Search code examples
pythonxmlweb-scrapingbeautifulsouprss

How do I return the first link in a non-list output


I am attempting to return only the first url that pops up when scraping "https://www.sec.gov/cgi-bin/browse-edgar?action=getcurrent&CIK=&type=8-k&company=&dateb=&owner=include&%C2%A0%20Istart=0&count=40&output=atom." However, while a list is created when scraping, it is archived incorrectly, as the [0] in the list returns "h", [1] returns "t" and so on.

For example, outputting print(link[0]) does not return the first link, but returns h h h h

How can I make it so I only return the first URL that is listed in the xml file?

from bs4 import BeautifulSoup
import requests

headers = {'User-Agent': 'Sample Company Name AdminContact@<sample company domain>.com'}

xml_text = requests.get('https://www.sec.gov/cgi-bin/browse-edgar?action=getcurrent&CIK=&type=8-k&company=&dateb=&owner=include&%C2%A0%20Istart=0&count=40&output=atom', headers=headers).text.lower()

soup = BeautifulSoup(xml_text, 'xml')

for e in soup.select('entry'):
    link = e.link['href']
    print(link)

Solution

  • For example, outputting print(link[0]) does not return the first link, but returns h h h h

    This is expected because link is only ever a single URL string, so link[0] is the first character of that, an "h".

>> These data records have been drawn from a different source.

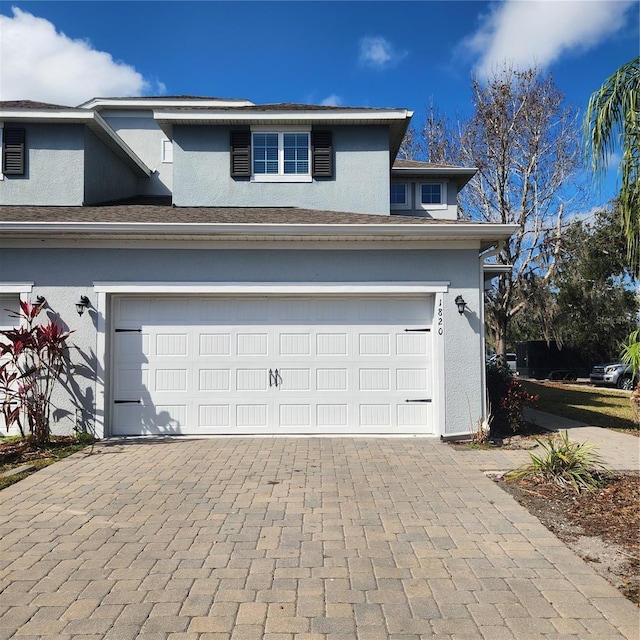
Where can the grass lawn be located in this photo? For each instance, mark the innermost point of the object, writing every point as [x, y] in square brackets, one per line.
[11, 458]
[594, 406]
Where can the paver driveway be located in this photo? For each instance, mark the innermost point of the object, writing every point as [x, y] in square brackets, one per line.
[307, 538]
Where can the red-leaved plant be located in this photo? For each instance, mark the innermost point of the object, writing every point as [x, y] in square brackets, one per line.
[32, 358]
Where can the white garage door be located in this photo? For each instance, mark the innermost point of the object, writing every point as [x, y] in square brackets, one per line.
[219, 365]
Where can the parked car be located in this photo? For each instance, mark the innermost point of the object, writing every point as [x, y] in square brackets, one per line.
[511, 361]
[614, 374]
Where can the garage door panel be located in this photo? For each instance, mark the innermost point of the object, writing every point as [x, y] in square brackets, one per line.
[213, 416]
[251, 380]
[294, 379]
[215, 344]
[252, 344]
[331, 379]
[252, 415]
[171, 344]
[331, 344]
[213, 380]
[343, 365]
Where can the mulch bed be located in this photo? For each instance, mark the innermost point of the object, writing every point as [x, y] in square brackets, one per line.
[602, 526]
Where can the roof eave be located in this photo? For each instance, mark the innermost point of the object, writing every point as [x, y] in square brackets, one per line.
[486, 234]
[90, 119]
[462, 175]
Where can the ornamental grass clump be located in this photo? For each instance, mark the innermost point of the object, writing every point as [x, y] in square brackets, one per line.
[565, 464]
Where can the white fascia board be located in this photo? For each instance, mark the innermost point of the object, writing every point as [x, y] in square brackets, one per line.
[274, 288]
[75, 116]
[176, 117]
[16, 287]
[148, 103]
[487, 234]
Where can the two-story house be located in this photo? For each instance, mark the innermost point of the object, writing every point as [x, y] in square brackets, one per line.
[245, 269]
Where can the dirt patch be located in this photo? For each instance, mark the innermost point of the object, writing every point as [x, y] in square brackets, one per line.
[524, 439]
[601, 526]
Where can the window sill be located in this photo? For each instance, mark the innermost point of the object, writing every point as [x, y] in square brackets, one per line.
[281, 178]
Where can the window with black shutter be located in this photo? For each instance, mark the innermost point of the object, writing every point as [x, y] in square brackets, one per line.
[241, 154]
[322, 152]
[13, 151]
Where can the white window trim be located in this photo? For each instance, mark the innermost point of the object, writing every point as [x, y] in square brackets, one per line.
[281, 177]
[166, 151]
[407, 197]
[426, 206]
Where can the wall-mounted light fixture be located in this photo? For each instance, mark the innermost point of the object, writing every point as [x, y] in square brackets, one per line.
[82, 304]
[462, 305]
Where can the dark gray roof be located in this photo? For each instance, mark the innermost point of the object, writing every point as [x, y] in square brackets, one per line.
[31, 104]
[284, 106]
[417, 164]
[147, 213]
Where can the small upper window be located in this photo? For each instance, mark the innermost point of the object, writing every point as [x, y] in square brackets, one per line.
[167, 150]
[431, 195]
[281, 154]
[399, 199]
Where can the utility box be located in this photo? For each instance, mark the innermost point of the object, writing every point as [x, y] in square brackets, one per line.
[541, 359]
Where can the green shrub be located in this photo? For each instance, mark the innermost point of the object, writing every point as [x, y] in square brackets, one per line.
[564, 463]
[507, 399]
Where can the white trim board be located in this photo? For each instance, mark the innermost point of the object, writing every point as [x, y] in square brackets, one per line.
[276, 288]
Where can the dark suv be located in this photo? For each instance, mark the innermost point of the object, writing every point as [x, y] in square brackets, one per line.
[614, 374]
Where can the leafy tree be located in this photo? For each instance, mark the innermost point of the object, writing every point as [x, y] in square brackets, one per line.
[32, 359]
[587, 303]
[611, 122]
[525, 145]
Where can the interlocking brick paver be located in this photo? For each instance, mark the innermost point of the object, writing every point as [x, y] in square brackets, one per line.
[359, 539]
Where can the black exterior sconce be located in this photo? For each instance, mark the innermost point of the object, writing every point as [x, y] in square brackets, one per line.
[462, 305]
[82, 304]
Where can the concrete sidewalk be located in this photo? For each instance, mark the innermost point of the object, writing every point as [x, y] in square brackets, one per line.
[289, 539]
[620, 451]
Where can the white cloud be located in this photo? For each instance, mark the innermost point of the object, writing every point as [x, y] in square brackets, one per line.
[333, 100]
[39, 63]
[538, 32]
[379, 53]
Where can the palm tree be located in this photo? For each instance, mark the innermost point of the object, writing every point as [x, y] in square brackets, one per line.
[631, 355]
[612, 121]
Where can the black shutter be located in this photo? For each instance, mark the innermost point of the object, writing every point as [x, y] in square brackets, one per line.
[13, 151]
[322, 152]
[241, 154]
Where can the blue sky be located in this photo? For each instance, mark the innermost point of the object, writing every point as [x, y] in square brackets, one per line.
[385, 54]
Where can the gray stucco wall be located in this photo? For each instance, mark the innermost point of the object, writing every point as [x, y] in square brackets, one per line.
[62, 275]
[54, 167]
[449, 212]
[106, 176]
[144, 137]
[360, 183]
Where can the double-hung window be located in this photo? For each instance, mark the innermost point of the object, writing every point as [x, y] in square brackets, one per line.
[281, 156]
[431, 195]
[399, 195]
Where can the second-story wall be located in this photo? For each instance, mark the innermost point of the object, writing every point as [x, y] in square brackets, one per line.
[360, 182]
[106, 176]
[141, 133]
[54, 167]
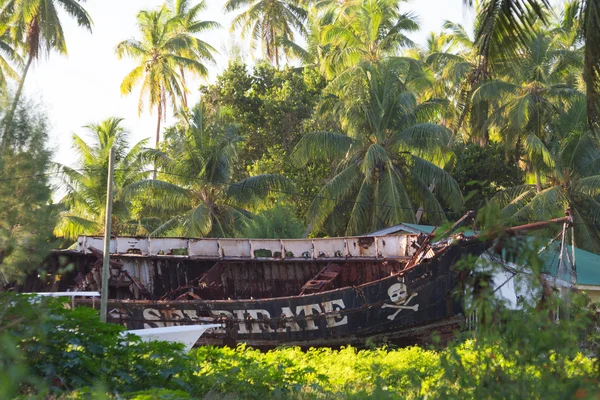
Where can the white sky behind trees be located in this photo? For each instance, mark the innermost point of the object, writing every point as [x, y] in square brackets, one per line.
[84, 87]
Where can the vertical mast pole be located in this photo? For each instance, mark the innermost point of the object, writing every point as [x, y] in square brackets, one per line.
[107, 230]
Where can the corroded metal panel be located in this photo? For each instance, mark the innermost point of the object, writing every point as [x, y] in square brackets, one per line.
[366, 247]
[204, 248]
[398, 304]
[298, 248]
[362, 247]
[85, 244]
[265, 248]
[235, 248]
[330, 248]
[131, 245]
[171, 246]
[391, 246]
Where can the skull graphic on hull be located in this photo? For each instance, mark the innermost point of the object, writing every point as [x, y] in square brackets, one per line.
[400, 299]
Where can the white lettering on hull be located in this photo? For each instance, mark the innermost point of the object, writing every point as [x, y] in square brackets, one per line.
[256, 321]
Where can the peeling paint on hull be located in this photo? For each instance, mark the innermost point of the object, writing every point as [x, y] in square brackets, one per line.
[407, 305]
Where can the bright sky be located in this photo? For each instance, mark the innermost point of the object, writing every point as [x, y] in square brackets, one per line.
[83, 88]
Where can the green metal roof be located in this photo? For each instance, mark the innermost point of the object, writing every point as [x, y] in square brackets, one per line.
[588, 264]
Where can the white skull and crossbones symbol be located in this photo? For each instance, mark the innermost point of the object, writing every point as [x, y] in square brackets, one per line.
[399, 296]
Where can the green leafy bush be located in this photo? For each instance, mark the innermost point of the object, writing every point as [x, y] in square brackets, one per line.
[58, 349]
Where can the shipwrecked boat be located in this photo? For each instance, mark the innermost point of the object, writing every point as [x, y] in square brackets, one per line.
[313, 292]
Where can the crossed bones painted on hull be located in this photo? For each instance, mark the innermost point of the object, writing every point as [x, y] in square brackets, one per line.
[400, 299]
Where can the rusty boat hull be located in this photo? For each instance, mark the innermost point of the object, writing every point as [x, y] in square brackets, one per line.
[406, 306]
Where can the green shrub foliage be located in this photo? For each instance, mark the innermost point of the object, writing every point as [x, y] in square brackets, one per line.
[47, 350]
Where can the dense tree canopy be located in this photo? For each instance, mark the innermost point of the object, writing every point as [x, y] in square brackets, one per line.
[363, 128]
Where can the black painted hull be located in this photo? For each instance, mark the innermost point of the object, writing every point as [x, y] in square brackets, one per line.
[379, 310]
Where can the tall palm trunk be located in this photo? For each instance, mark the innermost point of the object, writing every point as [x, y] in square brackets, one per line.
[158, 132]
[538, 181]
[11, 114]
[181, 70]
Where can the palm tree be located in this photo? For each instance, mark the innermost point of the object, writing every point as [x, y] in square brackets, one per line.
[458, 68]
[269, 21]
[533, 94]
[386, 163]
[508, 24]
[367, 31]
[163, 50]
[8, 54]
[573, 182]
[314, 51]
[196, 195]
[85, 184]
[190, 25]
[35, 26]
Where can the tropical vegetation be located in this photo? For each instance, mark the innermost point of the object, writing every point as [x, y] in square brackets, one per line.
[508, 360]
[347, 124]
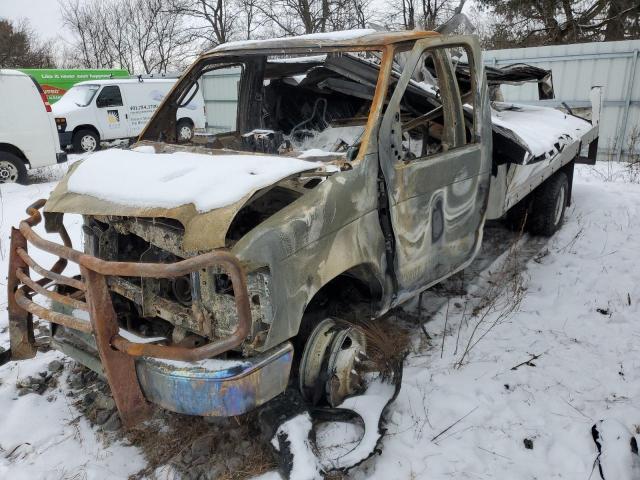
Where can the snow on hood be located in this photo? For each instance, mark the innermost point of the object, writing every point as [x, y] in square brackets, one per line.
[168, 180]
[539, 128]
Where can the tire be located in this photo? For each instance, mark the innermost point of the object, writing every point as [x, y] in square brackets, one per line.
[86, 141]
[518, 216]
[184, 131]
[549, 205]
[12, 169]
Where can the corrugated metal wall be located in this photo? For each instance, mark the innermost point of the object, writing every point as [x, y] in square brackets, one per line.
[578, 67]
[220, 91]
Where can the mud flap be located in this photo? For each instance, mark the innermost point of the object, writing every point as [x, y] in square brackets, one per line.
[316, 441]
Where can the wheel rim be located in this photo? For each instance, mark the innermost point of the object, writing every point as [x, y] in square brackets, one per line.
[88, 143]
[8, 172]
[330, 361]
[185, 132]
[559, 206]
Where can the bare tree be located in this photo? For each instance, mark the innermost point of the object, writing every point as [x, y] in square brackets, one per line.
[213, 21]
[548, 22]
[138, 35]
[294, 17]
[424, 14]
[20, 47]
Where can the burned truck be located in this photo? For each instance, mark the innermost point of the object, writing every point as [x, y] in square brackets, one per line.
[360, 170]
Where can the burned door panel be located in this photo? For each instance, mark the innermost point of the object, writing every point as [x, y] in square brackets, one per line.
[436, 170]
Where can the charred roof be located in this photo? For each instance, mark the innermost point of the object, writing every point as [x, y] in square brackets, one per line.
[364, 38]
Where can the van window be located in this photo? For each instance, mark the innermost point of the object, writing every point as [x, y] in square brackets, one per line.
[79, 95]
[109, 97]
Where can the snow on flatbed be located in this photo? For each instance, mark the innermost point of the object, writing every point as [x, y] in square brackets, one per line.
[540, 128]
[588, 367]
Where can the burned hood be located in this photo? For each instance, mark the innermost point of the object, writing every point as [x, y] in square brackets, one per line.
[203, 192]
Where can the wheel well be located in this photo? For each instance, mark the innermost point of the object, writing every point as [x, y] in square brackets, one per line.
[354, 291]
[86, 127]
[7, 147]
[346, 292]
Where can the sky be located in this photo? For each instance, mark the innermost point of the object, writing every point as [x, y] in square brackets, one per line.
[43, 15]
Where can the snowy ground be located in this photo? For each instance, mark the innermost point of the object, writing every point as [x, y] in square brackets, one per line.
[572, 302]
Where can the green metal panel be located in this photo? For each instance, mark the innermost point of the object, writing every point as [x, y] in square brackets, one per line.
[55, 82]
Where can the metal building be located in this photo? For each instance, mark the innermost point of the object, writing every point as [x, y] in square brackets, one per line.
[578, 67]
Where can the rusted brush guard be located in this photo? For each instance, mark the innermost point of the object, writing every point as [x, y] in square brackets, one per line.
[91, 294]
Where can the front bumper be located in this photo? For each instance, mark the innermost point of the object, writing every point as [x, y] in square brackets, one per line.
[216, 388]
[137, 372]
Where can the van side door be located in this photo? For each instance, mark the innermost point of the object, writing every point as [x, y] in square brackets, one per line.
[435, 155]
[111, 113]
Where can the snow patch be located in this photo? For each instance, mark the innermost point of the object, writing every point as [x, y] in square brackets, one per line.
[295, 432]
[169, 180]
[539, 128]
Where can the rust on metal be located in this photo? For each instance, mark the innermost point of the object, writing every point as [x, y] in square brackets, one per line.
[59, 279]
[119, 368]
[20, 321]
[22, 299]
[116, 353]
[38, 288]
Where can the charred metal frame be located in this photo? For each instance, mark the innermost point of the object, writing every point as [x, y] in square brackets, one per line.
[91, 294]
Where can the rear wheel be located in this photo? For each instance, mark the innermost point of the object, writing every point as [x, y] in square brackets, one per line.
[549, 205]
[12, 169]
[86, 141]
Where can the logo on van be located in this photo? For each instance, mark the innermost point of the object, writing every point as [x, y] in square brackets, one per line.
[113, 117]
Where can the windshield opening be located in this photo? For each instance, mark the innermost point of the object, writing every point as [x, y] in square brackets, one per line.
[79, 95]
[308, 106]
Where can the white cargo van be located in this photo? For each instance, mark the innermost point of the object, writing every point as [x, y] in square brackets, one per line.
[104, 110]
[27, 131]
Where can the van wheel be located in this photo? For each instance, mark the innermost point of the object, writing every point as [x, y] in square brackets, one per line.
[549, 205]
[184, 131]
[12, 169]
[86, 141]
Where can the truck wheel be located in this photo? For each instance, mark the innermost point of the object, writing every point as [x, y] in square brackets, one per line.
[184, 131]
[86, 141]
[12, 169]
[549, 204]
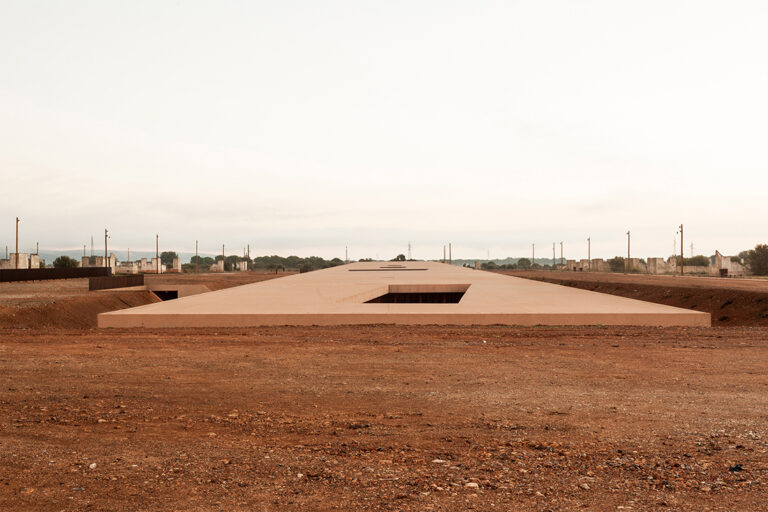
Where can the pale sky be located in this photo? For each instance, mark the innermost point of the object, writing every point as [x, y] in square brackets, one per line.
[304, 126]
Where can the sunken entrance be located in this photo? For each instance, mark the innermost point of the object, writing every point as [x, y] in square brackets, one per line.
[422, 294]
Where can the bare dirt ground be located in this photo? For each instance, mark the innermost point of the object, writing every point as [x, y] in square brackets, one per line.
[384, 418]
[729, 301]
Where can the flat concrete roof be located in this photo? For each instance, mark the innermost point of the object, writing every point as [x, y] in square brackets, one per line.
[337, 296]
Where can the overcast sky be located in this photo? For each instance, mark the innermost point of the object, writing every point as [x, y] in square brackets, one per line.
[302, 127]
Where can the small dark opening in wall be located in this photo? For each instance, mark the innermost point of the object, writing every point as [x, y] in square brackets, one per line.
[167, 294]
[418, 298]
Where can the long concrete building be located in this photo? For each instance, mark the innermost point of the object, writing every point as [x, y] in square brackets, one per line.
[400, 293]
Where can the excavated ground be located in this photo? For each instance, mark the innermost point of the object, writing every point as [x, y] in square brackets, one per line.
[730, 301]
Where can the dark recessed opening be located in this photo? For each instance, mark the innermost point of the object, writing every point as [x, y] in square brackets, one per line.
[166, 294]
[419, 298]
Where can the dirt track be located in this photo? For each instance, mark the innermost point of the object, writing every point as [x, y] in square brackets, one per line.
[731, 302]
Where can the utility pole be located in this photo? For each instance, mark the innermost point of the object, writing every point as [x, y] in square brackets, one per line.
[628, 265]
[682, 271]
[17, 242]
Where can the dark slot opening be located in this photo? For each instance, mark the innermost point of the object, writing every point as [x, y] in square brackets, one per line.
[167, 294]
[419, 298]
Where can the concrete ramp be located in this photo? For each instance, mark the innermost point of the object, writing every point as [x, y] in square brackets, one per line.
[407, 293]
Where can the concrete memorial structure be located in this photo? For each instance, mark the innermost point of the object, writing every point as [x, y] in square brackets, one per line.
[401, 293]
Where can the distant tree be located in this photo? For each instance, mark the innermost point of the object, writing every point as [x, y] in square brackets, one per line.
[166, 257]
[617, 264]
[757, 260]
[696, 261]
[64, 262]
[524, 263]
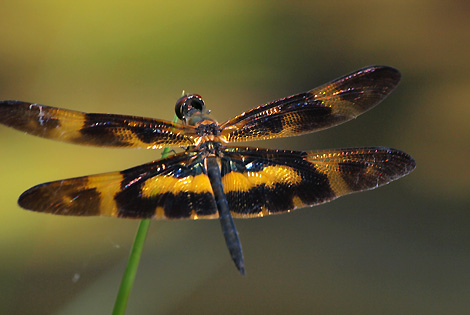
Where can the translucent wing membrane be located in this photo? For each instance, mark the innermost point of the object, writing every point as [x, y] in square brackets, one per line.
[260, 182]
[323, 107]
[173, 188]
[94, 129]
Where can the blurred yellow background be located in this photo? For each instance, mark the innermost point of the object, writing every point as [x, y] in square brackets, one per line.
[404, 248]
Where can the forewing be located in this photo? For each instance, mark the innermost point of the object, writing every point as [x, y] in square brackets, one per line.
[260, 182]
[94, 129]
[329, 105]
[173, 188]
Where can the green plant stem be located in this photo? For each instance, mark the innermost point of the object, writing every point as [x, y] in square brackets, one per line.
[134, 258]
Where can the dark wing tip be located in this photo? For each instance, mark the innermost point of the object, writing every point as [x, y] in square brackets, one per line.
[384, 73]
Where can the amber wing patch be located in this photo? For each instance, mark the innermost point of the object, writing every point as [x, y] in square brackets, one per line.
[260, 182]
[94, 129]
[328, 105]
[171, 188]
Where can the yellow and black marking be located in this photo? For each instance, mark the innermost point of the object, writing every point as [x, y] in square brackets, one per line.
[94, 129]
[210, 180]
[259, 182]
[329, 105]
[172, 188]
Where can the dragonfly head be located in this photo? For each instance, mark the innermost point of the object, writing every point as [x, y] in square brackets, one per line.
[191, 106]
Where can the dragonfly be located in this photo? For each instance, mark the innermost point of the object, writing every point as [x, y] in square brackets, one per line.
[211, 179]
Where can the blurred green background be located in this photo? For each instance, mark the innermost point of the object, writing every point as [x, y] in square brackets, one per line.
[404, 248]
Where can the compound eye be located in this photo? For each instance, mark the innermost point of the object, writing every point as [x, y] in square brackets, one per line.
[188, 104]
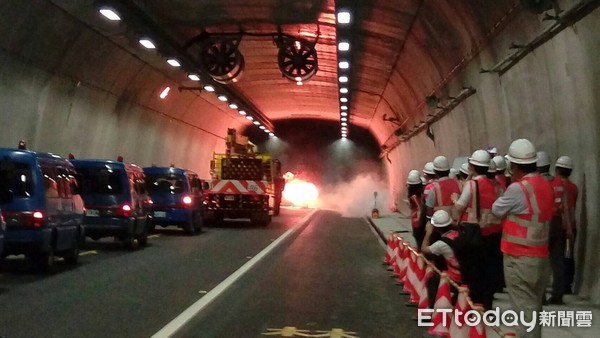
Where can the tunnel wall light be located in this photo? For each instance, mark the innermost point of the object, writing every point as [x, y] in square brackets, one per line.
[173, 62]
[147, 43]
[110, 14]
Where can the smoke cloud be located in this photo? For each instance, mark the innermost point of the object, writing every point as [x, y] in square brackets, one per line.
[355, 198]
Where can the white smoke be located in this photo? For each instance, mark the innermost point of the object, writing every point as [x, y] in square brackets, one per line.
[356, 198]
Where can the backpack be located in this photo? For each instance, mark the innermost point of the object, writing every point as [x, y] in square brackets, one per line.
[468, 249]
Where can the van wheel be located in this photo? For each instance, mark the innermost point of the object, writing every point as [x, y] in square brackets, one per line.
[72, 256]
[45, 261]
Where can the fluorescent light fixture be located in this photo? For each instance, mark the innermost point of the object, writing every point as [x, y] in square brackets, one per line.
[165, 92]
[174, 62]
[110, 14]
[147, 43]
[344, 16]
[343, 46]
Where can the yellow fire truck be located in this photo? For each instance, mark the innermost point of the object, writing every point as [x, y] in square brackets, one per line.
[243, 184]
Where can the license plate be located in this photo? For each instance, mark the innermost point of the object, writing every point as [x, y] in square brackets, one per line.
[92, 213]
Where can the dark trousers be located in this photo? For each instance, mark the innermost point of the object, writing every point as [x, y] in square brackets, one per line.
[557, 246]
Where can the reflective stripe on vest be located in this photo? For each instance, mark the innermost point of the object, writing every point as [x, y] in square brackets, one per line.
[415, 207]
[489, 191]
[443, 194]
[452, 265]
[527, 234]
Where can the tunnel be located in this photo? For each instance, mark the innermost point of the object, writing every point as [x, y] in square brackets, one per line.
[402, 80]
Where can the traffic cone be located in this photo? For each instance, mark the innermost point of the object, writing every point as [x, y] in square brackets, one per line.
[441, 320]
[424, 295]
[458, 328]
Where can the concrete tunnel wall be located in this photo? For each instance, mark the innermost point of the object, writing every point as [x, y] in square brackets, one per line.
[65, 88]
[551, 98]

    If you want to collect all of the links in a list, change this code

    for e in soup.select('entry'):
        link = e.link['href']
        print(link)
    

    to something like

    links = [e.link['href'] for e in soup.select('entry')]
    

    Then you can access the first link with your index notation, e.g.

    print(links[0])
    # https://www.sec.gov/archives/edgar/data/1718405/000171840522000045/0001718405-22-000045-index.htm
    

    Alternatively, you could do something like:

    link = None
    for e in soup.select('entry'):
        link = e.link['href']
        break
    
    print(link)
    

    which would begin to walk the parsed XML but break after the first entry.